In Europe about 600 films are produced a year, but US movies have a 74% share of the market. Under liberalised trade agreements it would be possible for the US to demand that countries not provide subsidies to produce movies or magazines or television programmes, as this would ‘distort” the market, by providing unfair competition for products created without subsidy in Hollywood, for example.

While the audiovisual industries of countries like France, Australia and Canada would be greatly threatened by such trade agreements, the implications are far broader.

Cultural products are not only commercial entities that create jobs, generate income and contribute to the local tax base, they also convey values, ideas and world views so that if cultural products emanating from the US were allowed to enter into local markets without protecting local cultural industries and practices, there is a legitimate fear that these will have an homogenising effect, so that US values, ideas and perspectives come to pervade the consciousness of people throughout the world.
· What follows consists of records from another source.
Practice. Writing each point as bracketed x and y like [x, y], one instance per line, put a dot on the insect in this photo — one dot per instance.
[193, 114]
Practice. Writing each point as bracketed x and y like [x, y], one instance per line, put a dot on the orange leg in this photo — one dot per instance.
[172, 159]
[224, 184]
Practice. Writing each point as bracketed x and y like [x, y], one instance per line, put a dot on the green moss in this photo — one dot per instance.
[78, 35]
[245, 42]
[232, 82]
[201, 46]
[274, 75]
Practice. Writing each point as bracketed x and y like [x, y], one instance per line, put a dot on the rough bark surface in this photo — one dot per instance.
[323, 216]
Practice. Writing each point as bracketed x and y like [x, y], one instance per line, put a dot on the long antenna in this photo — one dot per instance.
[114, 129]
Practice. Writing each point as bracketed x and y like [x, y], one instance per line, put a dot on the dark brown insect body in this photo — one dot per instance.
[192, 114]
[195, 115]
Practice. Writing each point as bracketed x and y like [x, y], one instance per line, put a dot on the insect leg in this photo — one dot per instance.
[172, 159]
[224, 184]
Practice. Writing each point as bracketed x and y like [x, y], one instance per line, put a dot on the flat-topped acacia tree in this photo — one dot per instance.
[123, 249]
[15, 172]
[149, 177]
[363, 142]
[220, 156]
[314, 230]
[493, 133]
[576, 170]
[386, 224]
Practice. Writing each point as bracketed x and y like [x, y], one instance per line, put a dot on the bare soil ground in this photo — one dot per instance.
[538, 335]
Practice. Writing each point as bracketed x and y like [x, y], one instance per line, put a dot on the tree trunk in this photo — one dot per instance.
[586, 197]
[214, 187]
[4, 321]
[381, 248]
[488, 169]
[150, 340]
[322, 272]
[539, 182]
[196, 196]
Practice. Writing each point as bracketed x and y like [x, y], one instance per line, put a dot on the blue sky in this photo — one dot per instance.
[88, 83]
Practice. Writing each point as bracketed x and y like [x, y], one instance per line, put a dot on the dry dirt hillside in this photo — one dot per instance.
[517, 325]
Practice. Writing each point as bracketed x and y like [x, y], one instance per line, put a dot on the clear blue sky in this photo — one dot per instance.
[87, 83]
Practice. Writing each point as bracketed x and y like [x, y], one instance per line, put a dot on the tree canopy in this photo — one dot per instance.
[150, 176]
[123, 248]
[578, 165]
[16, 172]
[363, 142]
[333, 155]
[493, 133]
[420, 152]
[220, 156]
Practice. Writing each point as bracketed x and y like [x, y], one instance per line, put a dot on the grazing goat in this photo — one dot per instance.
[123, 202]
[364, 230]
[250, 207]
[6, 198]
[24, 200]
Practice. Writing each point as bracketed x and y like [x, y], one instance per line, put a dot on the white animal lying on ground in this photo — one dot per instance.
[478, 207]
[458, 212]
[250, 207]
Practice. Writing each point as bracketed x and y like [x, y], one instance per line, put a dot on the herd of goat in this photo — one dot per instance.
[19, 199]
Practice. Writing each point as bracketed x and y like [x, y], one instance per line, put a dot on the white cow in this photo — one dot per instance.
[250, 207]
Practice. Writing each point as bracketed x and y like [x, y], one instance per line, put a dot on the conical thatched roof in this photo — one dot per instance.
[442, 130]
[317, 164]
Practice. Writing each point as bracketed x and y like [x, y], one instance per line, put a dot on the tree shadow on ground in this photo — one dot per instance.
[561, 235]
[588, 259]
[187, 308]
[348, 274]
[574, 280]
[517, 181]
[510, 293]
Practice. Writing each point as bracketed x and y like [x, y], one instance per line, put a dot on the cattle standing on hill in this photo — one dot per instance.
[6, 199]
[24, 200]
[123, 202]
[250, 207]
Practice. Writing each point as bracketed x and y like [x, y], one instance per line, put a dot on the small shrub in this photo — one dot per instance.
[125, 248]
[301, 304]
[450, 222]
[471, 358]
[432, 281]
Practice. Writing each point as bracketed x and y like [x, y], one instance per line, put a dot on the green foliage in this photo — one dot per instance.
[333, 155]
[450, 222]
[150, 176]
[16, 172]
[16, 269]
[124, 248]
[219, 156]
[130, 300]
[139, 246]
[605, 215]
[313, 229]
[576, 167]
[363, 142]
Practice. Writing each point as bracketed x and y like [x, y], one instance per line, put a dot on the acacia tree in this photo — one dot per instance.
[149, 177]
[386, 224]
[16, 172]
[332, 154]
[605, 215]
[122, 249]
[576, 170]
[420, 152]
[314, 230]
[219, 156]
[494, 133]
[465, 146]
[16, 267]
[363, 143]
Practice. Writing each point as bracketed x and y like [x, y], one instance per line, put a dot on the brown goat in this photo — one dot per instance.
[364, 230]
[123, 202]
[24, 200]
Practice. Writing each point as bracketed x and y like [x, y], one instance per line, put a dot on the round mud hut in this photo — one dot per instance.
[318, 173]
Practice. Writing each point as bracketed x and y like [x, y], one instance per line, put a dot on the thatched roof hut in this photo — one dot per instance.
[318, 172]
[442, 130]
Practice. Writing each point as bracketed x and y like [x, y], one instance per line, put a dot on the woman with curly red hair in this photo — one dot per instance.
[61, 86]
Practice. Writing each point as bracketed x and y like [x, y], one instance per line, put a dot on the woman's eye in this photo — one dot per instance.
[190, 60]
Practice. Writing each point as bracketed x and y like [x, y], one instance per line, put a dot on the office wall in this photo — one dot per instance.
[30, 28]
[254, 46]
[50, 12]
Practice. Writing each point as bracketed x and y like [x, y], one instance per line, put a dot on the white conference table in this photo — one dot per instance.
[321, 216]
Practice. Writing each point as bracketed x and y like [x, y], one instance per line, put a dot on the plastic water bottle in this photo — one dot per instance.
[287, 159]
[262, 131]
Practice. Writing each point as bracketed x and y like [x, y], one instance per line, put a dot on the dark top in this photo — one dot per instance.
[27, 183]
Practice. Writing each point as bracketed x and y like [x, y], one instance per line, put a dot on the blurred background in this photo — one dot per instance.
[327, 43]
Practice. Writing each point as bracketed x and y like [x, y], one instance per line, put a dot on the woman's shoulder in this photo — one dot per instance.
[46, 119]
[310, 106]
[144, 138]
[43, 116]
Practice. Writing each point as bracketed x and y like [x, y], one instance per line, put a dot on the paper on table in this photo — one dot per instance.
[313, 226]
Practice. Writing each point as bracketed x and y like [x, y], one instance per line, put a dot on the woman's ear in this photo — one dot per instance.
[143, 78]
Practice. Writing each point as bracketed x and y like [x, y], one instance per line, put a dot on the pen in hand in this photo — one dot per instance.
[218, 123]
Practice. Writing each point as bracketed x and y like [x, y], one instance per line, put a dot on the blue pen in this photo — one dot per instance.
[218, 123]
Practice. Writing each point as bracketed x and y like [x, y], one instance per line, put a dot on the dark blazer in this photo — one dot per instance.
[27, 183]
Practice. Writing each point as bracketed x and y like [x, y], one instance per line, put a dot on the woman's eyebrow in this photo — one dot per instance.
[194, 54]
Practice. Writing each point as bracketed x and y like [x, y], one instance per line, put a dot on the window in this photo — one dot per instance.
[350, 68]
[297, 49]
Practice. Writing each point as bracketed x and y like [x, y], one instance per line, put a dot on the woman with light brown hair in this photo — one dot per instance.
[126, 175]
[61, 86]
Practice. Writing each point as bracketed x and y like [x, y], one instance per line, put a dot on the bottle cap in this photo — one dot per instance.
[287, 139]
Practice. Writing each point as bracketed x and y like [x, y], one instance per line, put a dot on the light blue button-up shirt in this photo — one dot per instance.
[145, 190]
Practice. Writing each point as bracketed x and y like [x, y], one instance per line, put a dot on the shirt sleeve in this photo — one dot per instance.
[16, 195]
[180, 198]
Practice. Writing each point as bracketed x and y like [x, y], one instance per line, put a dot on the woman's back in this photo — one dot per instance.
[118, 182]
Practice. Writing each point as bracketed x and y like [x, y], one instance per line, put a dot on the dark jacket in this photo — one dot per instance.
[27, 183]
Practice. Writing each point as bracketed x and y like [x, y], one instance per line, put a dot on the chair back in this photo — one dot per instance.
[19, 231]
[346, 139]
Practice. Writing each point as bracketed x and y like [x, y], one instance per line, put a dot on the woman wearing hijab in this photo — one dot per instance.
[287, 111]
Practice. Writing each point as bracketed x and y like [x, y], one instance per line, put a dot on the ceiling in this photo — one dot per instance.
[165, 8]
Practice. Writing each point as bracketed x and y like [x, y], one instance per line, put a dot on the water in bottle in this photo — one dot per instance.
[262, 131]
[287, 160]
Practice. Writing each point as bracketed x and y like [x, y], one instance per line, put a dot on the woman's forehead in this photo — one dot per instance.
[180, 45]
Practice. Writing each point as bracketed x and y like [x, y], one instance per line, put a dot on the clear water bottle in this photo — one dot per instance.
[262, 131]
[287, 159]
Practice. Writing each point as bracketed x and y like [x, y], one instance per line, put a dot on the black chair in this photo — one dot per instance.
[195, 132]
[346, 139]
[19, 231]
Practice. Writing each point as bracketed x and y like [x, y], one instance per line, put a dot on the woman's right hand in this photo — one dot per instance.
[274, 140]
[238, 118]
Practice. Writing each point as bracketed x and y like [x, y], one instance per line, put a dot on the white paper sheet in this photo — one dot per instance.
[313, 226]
If the cultural industries of developed countries are under threat, then the scenario in developing and underdeveloped countries is even bleaker.

Many of these countries have little or no cultural industries and when they do eventually develop the capacity to tell their own stories through film and literature, or when they are able to produce their own music, they face an uphill battle to sell themselves to their own markets which have internalised the values, themes and aesthetics of US products to which they have become accustomed.
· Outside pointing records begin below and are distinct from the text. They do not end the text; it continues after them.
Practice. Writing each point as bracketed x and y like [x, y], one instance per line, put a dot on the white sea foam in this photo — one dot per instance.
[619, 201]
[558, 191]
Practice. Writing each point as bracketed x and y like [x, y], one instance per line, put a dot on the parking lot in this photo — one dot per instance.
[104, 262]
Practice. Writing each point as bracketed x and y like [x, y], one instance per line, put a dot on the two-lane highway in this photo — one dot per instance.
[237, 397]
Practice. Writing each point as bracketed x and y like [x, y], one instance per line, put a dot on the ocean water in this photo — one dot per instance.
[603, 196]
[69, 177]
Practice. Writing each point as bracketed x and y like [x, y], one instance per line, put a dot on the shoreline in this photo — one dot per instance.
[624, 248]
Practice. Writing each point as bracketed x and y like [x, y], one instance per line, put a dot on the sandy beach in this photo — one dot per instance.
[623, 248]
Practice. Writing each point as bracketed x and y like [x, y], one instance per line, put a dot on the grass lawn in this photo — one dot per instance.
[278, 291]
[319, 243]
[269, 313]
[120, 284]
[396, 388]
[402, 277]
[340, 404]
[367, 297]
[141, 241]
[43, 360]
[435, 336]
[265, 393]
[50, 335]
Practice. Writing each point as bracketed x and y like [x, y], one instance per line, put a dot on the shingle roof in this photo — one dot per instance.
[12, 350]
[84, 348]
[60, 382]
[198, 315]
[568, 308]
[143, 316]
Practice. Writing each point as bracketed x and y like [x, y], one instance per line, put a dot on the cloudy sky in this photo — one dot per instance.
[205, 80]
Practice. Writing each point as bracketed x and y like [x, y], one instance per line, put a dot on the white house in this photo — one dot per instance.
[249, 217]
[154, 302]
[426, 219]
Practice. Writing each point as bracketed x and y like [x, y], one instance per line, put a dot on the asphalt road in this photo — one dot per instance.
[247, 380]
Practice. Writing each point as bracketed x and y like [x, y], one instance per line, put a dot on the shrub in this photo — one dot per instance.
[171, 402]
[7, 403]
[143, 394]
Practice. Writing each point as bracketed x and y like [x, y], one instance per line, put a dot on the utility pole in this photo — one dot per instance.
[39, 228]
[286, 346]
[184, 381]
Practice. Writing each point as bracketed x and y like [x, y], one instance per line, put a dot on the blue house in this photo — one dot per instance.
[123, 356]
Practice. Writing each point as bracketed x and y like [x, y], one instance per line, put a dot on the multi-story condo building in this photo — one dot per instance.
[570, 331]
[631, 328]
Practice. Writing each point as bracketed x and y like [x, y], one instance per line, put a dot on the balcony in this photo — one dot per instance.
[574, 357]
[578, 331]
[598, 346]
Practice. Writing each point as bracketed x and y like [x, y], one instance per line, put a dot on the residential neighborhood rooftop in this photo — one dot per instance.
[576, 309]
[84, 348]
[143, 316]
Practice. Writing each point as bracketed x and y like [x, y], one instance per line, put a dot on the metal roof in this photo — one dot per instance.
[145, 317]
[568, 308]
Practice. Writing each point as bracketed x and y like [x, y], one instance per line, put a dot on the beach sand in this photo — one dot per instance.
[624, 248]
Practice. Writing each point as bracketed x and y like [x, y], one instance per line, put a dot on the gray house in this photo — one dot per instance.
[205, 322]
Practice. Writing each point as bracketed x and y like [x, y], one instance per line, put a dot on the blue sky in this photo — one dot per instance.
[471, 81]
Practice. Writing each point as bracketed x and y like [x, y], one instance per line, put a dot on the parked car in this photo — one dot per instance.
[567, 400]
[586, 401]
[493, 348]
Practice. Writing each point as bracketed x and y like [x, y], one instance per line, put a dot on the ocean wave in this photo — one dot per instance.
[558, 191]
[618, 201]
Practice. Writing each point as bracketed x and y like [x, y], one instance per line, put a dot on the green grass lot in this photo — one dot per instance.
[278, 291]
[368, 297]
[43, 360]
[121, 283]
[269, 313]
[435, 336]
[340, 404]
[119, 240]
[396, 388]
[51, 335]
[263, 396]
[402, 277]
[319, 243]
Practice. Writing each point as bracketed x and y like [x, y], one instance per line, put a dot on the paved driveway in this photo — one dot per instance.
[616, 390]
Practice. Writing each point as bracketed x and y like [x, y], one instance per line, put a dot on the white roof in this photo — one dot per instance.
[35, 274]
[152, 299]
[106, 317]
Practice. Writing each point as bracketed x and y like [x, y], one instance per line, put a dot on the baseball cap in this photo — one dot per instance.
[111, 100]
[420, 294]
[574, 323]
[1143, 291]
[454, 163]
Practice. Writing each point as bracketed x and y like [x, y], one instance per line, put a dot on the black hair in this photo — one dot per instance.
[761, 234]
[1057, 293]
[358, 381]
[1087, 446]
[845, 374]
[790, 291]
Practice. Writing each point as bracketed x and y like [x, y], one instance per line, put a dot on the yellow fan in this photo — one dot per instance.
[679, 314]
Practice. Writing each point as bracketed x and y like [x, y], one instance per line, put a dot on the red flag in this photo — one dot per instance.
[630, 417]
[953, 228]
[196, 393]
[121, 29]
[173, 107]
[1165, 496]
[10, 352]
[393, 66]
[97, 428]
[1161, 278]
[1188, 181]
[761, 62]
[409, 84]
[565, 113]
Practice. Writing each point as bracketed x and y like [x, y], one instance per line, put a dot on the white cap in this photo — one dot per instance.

Besides, it is cheaper for many developing countries to purchase cultural products from abroad than it is to invest in the development of their own cultural industries. This has direct consequences for local artists who have limited work opportunities as a result of there being limited cultural industries.

The INCP and the INCD have been lobbying for a new international Convention on Cultural Diversity that would govern trade in cultural products and remove the jurisdiction over such trade from the free marketers who dominate the WTO.

In terms of such a convention, countries would be allowed to take measures — like setting local content quotas — to develop and protect their own cultural industries, and to ensure that local markets at least have the choice of local and regional products, alongside the products emanating from the US cultural industries juggernaut, in other words, to promote cultural diversity.

A first victory has been at the General Conference of Unesco, which voted on Monday to endorse such a convention. At its first meeting as a full member of Unesco since its withdrawal 19 years ago, the US voted against the proposal.

Whether the victory will be sustained depends on the how the rest of the world responds to the likely future tactics of the US in delaying, not signing or withdrawing from such a convention as it has done on other issues like the Kyoto accord on the environment and the International War Crimes Tribunal.

Whatever, if we weren’t aware of it before, artists in South Africa now have common cause with the protesters in Cancun. And it is in their interests to engage with the Department of Trade and Industry to ensure that our cultural industries are developed and protected, and are not sold out at the WTO.